El ruido de la multitud se hizo más fuerte y más exaltado y abundaron palabras como "accidente", "suicidio" e incluso "asesinato". Claudette, la dueña del bar que estaba al otro lado de la calle del incidente, entregó la silla en la que Belinda estaba sentada ahora. Ella se dio cuenta de que estaba en una posición muy privilegiada, estando dentro del cordón policial, así que Claudette se quedó cerca de la silla y de Belinda. Ella dio una palmadita a la parte de atrás de la mano de Belinda sin prestar atención, mientras trataba de oír los sabrosos datos de la conversación para transmitirles a su extasiada audiencia. El día se estaba convirtiendo en un circo y todos querían ser parte del espectáculo.

Finalmente, llegó un equipo de especialistas. Había detectives, oficiales uniformados, secretarios, personas que se ocuparon del reporte forense e incluso de un adiestrador de perros. La pequeña oficina de policía no era lo suficientemente grande para tenerlos a todos ahí, así que ellos tomaron un salón en la Mairie, que es nuestro ayuntamiento.

Les tomó tres días a los detectives tomar declaraciones y hablar con las personas que estaban presente en el edificio cuando el hombre, llamado Steven Gold, se cayó del mismo. Tres días comiendo en los restaurantes locales y bebiendo en los bares para el deleite de los propietarios. Supuse que estas pocas personas privilegiadas tenían cuentas de gastos, una facilidad que la policía local no disfrutaba. Asumí que mis impuestos duramente ganados, pagaron por estas cuentas pero ningunos de mis supuestos compañeros me pidió que me uniera a ellos. 

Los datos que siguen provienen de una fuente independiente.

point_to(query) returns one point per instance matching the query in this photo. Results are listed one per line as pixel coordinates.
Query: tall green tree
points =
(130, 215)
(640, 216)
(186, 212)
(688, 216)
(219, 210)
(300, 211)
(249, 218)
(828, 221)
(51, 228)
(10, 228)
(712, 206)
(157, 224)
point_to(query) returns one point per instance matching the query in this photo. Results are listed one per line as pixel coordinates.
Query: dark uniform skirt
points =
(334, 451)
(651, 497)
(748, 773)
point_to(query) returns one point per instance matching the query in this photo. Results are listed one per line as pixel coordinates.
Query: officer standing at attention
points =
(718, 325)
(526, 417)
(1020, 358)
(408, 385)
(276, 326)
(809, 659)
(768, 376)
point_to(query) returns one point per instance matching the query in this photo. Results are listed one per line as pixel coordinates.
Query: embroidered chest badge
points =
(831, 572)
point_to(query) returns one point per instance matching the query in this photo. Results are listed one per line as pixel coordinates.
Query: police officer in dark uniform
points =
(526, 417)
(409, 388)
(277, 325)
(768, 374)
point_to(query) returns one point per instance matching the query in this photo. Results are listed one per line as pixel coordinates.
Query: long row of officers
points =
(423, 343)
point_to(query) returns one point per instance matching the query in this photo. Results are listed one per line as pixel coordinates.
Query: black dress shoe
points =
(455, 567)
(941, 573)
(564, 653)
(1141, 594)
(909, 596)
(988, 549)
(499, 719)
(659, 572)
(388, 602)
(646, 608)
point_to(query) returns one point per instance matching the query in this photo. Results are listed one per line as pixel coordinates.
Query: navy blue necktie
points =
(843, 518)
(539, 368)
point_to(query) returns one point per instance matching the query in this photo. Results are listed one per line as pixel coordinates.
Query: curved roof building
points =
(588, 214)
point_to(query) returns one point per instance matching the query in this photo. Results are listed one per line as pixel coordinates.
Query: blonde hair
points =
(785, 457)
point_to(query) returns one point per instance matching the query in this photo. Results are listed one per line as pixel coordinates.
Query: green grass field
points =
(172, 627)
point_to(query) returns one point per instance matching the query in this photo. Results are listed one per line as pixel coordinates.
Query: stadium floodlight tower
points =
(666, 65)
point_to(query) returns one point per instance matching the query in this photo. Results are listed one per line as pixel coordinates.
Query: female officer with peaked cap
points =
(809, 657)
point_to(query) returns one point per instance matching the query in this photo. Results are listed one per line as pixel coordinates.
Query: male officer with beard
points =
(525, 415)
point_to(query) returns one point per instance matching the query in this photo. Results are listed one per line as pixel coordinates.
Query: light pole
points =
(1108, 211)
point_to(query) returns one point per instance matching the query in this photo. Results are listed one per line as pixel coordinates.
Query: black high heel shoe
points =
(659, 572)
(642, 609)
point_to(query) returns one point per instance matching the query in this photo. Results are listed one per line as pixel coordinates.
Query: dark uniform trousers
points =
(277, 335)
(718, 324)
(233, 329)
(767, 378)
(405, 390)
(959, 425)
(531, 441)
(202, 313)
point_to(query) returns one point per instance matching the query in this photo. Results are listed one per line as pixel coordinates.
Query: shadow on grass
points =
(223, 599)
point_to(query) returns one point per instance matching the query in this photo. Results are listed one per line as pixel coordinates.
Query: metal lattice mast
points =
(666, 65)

Ellos estaban siendo acosados constantemente por miembros de la población e interrogados para que les brinden información. De hecho, todos en la ciudad querían ser sus amigos y ser parte de un secreto que podían transmitir a otra persona. Había una ola de excitación sobre el lugar que yo no había experimentado durante mucho tiempo. La gente que no había asistido a la iglesia durante años de repente quería hablar con el sacerdote. El médico que se había ocupado del cadáver tenía la agenda completa. Y todo el mundo quería invitarme un trago para así poder hacerme preguntas. Pensé que nunca acabaría. Pero así pasó. Tan pronto como había comenzado, todo el mundo empacó sus cosas, y luego se fueron.